Plaintiffs sued “MPRI, a military contractor run by former United States military and intelligence officers,” for its supposed role in helping train (and otherwise logistically assist) the Croatian military for a 1995 ethnic cleansing operation against Serbs in Krajina. The lawsuit was filed in U.S. District Court in Illinois. See Jovic v. L-3 Services (N.D. Ill. decided Sept. 24, 2014, but just noted Friday in the Westlaw Bulletin).
The district judge rejected plaintiffs’ Alien Tort Statute claim, on the grounds that the statute presumptively doesn’t apply to conduct outside the United States and that this presumption wasn’t rebutted here. It also rejected any common-law claim based on ethnic cleansing as such.
But the judge held that plaintiffs could go forward with their claims — under Illinois and Virginia law — of conspiracy to engage in conversion (i.e., theft of property) and trespass to land:
Although Plaintiffs have failed to state a claim for conspiracy based upon assertions of forced population transfer, they also have alleged that Croatian forces, in addition to shooting and killing countless Serbian civilians, systematically looted and destroyed Serbian-owned homes, businesses, crops and livestock in the Krajina region, including those owned by the named Plaintiffs. Many of these homes subsequently were expropriated by the Croatian military. Based upon these and other allegations made in the Third Amended Complaint, the Court concludes that Plaintiffs have sufficiently asserted claims for civil conspiracy to commit trespass to land and conversion.

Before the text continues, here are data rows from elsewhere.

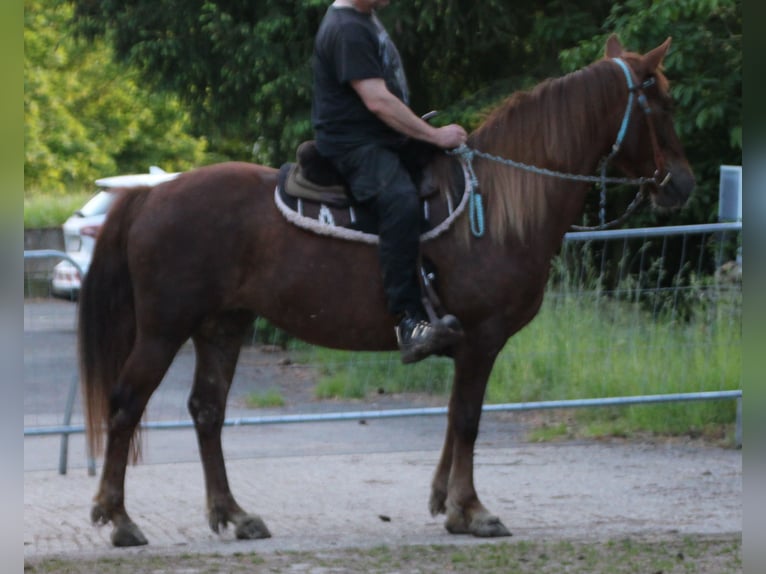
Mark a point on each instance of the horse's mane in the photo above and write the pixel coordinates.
(554, 125)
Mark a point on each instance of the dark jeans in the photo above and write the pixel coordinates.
(377, 177)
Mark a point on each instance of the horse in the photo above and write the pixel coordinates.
(200, 256)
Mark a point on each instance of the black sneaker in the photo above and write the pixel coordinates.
(418, 338)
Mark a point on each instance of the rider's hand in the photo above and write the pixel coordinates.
(450, 136)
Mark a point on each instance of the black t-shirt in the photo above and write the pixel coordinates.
(351, 45)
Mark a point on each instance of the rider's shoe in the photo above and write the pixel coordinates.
(419, 338)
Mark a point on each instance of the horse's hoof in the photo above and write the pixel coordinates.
(98, 515)
(489, 527)
(251, 528)
(128, 535)
(437, 503)
(483, 525)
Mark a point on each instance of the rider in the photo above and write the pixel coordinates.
(362, 123)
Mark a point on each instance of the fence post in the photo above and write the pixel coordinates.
(69, 407)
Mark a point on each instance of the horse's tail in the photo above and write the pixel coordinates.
(106, 330)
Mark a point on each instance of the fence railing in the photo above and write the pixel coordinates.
(654, 269)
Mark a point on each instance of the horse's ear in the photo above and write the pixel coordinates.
(613, 47)
(653, 59)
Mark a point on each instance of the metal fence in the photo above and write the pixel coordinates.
(668, 273)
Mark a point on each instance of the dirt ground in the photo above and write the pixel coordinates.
(351, 496)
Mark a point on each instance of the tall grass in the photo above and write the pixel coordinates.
(590, 344)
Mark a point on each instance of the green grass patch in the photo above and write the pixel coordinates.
(588, 345)
(345, 374)
(671, 555)
(263, 400)
(43, 210)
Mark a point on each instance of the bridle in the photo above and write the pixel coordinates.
(635, 91)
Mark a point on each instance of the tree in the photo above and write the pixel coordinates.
(87, 117)
(705, 68)
(244, 67)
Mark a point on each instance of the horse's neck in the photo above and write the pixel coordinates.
(548, 205)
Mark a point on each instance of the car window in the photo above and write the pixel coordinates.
(97, 205)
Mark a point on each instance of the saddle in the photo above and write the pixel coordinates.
(314, 178)
(312, 194)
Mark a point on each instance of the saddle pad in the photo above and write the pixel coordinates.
(357, 223)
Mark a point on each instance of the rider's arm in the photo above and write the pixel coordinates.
(395, 113)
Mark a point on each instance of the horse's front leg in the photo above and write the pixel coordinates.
(217, 344)
(453, 490)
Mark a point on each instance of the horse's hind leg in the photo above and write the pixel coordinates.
(218, 342)
(140, 376)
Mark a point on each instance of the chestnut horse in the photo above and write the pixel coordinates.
(201, 256)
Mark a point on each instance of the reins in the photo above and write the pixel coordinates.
(467, 155)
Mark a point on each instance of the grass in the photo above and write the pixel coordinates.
(671, 555)
(263, 400)
(589, 346)
(43, 210)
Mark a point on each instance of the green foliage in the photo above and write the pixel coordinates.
(87, 117)
(244, 69)
(586, 345)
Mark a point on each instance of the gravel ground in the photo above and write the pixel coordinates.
(327, 487)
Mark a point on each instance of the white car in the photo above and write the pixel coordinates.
(81, 229)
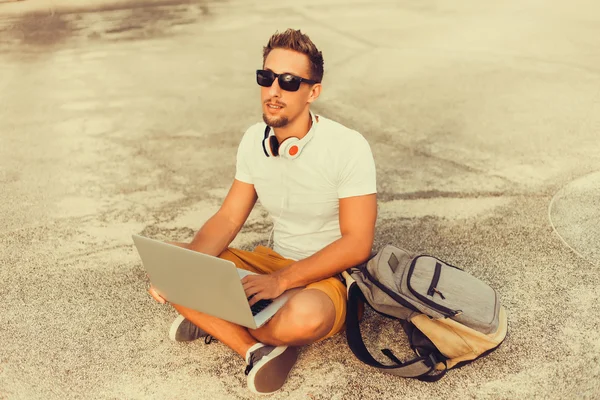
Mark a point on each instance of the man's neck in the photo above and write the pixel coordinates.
(298, 128)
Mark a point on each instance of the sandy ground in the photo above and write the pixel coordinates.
(118, 118)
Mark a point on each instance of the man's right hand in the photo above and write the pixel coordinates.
(156, 296)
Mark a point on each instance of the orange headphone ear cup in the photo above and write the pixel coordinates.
(274, 145)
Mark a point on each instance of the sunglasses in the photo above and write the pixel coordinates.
(287, 82)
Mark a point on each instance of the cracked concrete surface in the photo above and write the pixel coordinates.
(123, 117)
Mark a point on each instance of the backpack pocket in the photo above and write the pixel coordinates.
(453, 293)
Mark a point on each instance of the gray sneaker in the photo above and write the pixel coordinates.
(182, 330)
(269, 368)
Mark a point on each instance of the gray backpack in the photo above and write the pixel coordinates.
(450, 317)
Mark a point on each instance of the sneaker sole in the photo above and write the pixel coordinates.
(271, 372)
(174, 327)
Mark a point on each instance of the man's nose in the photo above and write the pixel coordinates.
(275, 90)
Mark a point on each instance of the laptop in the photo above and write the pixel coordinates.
(204, 283)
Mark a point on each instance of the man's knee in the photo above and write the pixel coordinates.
(311, 312)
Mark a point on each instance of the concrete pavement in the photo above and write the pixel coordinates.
(115, 119)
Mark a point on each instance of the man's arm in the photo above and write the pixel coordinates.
(219, 231)
(358, 216)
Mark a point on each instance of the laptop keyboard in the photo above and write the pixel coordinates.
(259, 306)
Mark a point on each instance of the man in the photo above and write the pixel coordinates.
(316, 178)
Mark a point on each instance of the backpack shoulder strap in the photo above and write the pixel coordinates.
(420, 367)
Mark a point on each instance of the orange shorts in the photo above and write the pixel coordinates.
(264, 261)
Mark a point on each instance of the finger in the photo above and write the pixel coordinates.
(156, 296)
(255, 299)
(251, 292)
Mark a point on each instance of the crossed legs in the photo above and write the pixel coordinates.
(307, 317)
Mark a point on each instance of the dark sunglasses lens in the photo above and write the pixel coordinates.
(264, 78)
(289, 82)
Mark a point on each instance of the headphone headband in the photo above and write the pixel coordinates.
(291, 147)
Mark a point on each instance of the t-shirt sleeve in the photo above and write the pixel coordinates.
(357, 175)
(242, 167)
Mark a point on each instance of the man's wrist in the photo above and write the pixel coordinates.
(285, 282)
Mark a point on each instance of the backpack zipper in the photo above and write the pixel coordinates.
(436, 278)
(440, 308)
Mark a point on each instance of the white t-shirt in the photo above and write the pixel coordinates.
(302, 195)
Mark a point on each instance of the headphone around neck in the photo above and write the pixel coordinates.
(291, 147)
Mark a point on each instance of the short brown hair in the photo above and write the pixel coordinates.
(295, 40)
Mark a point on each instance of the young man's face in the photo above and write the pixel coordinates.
(281, 107)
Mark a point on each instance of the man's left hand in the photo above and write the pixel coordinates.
(262, 287)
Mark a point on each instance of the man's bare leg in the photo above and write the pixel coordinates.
(304, 319)
(234, 336)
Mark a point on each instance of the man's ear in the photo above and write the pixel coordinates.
(315, 92)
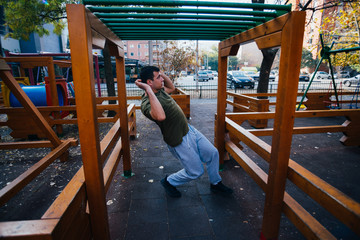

The court also concludes that plaintiffs might be able to show — later in the litigation process, after discovery — that the statute of limitations doesn’t apply here, and that the “act of state” doctrine (which immunizes certain behavior authorized by a foreign state) doesn’t apply, either.
Oddly, the defendants didn’t seem to argue that Croatian law, rather than Illinois or Virginia law, should apply here:
The parties assume that either Illinois or Virginia law applies to the conspiracy claims and have not addressed which state’s law should apply. Furthermore, it may well be that Croatian law would apply here, but again the parties are silent as to this issue. Because there are no differences between Illinois and Virginia law material to resolving Defendants’ motion and the parties do not argue that Croatian law would apply, the Court refrains from undertaking a choice-of-law analysis at this time.
Perhaps the defendants didn’t raise Croatian law because Croatian law equally bars such conduct, even if Croatian law wasn’t followed during this military operation. Much would depend, I think, on what sorts of wartime necessity justifications Croatian law would provide, if it at all discusses such matters.
In any event, an interesting case that bears watching further.